I was trying to work around the no-defaults and no-negatives reality of factors, when I managed to nuke my project directory. I suspect this isn't intended behaviour!
Have an envdir set with factor conditionals; when none of them are provided the envdir appears to be set to nothing, resulting in tox deciding that the right place to make the environment is right here where the tox.ini lives.
This results in the whole directory being blown away when it diligently tries to create the environment. Ironically blowing away the very tox.ini that tells it what to do.
Did a little search in issues and didn't see it mentioned, so figure this is either
A. Unintentional behaviour no one else was silly enough to trigger yet, or
B. An important undocumented feature for the CIA. (This program will self destruct upon execution!)

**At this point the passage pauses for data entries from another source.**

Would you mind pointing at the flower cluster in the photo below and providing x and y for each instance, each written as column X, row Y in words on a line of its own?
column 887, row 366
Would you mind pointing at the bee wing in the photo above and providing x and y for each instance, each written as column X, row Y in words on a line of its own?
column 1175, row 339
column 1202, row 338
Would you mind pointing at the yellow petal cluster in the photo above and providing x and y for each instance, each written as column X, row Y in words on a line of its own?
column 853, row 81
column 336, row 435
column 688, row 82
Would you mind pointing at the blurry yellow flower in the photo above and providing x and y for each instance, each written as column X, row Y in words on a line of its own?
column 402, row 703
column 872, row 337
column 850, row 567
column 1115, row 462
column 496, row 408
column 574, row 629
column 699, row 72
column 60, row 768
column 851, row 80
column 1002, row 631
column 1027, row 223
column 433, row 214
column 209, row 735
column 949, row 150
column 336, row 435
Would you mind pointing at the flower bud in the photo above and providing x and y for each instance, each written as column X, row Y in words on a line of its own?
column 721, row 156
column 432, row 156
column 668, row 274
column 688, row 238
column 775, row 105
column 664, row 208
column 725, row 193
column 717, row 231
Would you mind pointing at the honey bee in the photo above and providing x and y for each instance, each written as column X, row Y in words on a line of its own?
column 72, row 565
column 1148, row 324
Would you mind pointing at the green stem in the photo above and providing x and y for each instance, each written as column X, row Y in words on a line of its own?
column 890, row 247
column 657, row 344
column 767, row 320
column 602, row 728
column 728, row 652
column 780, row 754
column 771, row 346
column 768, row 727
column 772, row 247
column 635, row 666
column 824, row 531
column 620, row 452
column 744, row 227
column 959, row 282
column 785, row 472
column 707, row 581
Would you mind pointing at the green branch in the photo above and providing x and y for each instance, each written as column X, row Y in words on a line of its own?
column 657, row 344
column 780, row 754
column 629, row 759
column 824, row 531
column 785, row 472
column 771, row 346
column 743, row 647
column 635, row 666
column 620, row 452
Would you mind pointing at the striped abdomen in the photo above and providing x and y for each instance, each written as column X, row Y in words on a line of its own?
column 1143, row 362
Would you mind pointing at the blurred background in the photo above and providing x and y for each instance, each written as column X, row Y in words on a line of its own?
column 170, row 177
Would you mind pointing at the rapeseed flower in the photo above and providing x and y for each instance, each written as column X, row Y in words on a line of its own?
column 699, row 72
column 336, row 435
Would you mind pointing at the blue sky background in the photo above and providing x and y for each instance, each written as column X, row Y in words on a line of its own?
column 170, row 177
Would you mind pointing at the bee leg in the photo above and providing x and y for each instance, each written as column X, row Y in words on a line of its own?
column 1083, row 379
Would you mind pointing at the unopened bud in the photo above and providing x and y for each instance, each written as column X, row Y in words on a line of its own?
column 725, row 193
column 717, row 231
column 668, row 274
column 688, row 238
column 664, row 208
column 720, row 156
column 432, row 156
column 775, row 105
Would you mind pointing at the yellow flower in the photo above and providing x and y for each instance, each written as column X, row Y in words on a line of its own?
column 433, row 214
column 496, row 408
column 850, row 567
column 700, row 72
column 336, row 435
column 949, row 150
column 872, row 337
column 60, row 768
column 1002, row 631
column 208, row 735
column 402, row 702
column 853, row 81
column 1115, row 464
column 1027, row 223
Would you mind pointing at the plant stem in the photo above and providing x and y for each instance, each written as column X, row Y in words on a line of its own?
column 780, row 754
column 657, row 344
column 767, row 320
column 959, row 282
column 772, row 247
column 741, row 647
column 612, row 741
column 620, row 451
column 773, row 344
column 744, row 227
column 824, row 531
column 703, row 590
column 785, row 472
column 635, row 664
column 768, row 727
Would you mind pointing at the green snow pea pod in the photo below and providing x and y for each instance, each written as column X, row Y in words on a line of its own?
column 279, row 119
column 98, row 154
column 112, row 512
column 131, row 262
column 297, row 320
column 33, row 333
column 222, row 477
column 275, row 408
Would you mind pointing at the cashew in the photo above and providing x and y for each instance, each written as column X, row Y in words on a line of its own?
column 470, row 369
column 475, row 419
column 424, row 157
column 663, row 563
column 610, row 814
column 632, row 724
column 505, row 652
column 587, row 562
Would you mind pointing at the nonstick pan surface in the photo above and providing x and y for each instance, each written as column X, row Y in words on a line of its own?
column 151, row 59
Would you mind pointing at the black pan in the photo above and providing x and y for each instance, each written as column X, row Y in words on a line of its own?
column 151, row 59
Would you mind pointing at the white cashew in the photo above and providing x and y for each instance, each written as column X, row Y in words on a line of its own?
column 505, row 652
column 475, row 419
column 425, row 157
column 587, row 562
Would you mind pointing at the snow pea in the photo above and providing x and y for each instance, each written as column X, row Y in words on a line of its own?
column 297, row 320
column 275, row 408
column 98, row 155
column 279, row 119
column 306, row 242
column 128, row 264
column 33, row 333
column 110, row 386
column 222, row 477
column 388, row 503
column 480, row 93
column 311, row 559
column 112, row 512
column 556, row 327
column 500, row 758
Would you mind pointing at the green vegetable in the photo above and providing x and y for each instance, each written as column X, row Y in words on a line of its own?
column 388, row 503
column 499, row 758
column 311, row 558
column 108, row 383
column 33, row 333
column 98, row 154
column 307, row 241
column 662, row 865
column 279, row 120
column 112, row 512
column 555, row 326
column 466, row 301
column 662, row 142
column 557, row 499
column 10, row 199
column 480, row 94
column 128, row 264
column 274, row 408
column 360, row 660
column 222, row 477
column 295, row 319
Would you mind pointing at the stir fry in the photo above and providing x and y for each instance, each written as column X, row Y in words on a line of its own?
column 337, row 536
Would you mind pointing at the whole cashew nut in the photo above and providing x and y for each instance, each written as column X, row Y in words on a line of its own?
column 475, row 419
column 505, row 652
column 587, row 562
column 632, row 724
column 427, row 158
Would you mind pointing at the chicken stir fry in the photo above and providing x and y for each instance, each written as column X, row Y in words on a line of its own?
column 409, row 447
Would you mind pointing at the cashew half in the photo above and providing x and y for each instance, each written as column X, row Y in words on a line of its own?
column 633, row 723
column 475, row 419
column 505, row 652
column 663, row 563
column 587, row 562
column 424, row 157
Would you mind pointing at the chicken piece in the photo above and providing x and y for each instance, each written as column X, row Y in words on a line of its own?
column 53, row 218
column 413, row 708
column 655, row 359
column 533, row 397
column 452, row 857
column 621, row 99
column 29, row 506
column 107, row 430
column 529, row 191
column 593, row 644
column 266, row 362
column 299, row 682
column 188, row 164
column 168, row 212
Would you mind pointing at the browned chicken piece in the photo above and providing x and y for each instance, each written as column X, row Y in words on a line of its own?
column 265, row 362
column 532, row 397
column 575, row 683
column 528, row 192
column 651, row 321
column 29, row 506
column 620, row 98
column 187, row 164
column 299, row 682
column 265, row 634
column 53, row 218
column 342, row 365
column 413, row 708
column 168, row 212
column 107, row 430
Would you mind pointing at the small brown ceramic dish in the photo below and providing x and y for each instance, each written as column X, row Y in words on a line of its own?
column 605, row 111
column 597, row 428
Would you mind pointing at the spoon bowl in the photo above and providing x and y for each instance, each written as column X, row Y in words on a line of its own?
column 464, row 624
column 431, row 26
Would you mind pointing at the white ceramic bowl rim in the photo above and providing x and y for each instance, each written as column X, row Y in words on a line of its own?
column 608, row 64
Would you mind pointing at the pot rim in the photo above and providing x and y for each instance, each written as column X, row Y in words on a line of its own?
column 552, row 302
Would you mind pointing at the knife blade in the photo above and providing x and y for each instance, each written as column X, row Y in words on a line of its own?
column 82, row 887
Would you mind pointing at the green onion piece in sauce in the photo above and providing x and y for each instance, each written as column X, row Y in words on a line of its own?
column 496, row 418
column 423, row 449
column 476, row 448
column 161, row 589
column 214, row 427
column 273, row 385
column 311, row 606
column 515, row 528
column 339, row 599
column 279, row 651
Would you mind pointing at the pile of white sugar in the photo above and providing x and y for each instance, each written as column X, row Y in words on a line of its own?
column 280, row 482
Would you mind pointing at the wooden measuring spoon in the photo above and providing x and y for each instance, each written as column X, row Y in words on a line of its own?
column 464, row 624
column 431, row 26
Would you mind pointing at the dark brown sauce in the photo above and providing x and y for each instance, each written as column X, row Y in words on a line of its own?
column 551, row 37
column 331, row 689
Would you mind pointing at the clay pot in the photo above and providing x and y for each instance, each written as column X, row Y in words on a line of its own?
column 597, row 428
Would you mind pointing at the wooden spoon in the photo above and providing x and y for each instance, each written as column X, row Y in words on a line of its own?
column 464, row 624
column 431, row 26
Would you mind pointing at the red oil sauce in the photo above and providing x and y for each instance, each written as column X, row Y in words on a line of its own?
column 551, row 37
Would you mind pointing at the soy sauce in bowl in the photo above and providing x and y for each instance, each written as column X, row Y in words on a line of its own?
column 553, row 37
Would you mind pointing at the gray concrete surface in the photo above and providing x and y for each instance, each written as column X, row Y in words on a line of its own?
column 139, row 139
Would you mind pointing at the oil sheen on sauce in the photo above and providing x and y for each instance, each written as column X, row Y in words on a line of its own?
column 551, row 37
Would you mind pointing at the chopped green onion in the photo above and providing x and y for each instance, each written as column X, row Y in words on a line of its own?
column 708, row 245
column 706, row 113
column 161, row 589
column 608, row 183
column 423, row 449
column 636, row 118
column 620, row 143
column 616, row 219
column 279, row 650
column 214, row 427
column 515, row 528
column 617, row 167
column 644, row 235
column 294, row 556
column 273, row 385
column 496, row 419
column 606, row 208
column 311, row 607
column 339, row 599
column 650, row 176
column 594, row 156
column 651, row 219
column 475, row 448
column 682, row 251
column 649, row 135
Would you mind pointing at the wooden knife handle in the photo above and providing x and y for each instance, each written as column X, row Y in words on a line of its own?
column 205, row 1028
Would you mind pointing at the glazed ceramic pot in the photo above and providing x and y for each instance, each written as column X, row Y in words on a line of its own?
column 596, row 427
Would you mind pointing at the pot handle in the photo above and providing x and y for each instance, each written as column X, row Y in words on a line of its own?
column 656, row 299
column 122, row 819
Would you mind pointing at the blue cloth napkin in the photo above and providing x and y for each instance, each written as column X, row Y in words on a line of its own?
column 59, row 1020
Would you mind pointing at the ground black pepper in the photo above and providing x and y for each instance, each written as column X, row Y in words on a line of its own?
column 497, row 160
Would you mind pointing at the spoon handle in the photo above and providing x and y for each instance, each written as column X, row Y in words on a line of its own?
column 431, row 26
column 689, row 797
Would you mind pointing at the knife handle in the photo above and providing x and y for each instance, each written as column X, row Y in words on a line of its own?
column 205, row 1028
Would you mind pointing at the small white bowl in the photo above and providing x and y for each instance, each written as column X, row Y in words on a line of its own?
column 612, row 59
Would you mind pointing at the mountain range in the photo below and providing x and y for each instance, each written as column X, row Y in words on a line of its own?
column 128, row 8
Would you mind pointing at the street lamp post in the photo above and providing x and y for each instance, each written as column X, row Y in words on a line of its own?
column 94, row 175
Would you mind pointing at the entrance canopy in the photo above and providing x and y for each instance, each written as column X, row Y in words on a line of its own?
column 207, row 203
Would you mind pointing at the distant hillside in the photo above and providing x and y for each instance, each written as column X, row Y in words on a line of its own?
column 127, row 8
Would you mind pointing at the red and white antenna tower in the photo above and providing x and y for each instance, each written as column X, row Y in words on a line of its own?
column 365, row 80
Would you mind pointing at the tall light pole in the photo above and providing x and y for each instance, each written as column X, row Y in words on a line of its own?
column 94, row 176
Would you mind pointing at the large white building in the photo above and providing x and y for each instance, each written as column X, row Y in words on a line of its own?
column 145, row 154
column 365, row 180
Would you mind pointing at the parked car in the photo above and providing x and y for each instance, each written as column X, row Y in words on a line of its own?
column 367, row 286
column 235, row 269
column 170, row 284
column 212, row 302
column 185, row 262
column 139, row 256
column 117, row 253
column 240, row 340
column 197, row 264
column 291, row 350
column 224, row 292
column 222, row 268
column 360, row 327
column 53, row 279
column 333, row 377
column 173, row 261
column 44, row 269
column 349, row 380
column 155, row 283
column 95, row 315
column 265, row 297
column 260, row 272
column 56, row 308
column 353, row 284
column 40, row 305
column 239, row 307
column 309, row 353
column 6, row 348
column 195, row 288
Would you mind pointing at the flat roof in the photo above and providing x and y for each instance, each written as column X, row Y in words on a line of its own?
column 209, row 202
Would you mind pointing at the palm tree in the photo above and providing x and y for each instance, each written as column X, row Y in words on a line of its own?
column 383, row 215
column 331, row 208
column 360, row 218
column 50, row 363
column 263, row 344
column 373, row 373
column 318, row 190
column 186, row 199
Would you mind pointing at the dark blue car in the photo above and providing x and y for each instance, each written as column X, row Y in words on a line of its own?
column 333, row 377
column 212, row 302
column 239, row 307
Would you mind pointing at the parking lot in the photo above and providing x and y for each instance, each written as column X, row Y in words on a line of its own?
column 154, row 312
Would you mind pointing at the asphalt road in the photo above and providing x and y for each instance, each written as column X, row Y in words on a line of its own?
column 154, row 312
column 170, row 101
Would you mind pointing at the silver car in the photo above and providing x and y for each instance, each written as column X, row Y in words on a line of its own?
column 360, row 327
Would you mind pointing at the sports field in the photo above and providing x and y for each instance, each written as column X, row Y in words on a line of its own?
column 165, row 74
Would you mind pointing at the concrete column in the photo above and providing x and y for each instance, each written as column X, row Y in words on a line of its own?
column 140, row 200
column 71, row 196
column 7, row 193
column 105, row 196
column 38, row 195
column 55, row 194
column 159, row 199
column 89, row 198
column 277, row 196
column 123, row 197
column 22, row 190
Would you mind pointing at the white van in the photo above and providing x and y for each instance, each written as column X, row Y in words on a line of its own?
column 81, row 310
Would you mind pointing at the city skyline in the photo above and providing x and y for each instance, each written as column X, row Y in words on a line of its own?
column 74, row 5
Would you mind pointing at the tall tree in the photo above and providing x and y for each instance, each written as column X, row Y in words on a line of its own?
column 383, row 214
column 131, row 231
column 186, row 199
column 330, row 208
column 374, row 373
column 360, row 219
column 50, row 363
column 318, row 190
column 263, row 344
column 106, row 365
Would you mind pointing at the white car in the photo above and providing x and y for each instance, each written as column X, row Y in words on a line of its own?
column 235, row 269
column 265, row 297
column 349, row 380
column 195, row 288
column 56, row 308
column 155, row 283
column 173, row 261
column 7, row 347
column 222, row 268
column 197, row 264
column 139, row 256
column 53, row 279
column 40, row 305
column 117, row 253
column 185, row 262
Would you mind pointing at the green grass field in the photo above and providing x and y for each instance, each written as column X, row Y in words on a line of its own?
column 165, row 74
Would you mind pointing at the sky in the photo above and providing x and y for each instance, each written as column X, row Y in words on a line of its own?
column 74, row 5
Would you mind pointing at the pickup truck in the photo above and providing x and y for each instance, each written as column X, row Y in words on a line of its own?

I'd suggest an interactive warning or a hard fail if envdir ends up being the same dir as tox.ini, because I simply can't imagine any circumstances where this would be intentional behaviour and it's very destructive. (Sorry CIA if you rely on this for your secure distribution). ;)
Some other suggested changes like default factors, allowed envs, etc might also address this by making it impossible to make such a silly mistake in the first place! lol
In my case I did something like this:
[tox]
envlist = shell
envdir = dir
[testenv]
envdir =
factor1: dir2
factor2: dir3
[testenv:shell]
commands = ./manage.py shell {posargs}
Then this happened:
ashley@ashley-ubuntu:~/Projects/xxx$ tox
shell create: /home/ashley/Projects/xxx
^CERROR: KEYBOARDINTERRUPT
ashley@ashley-ubuntu:~/Projects/xxx$ ls -la
total 0
Whoops!
envdir=. probably should be prevented as well.I think it would be a good idea to have a proper look in which way people can shoot themselves in the foot. I opened an additional issue to have a closer look at this.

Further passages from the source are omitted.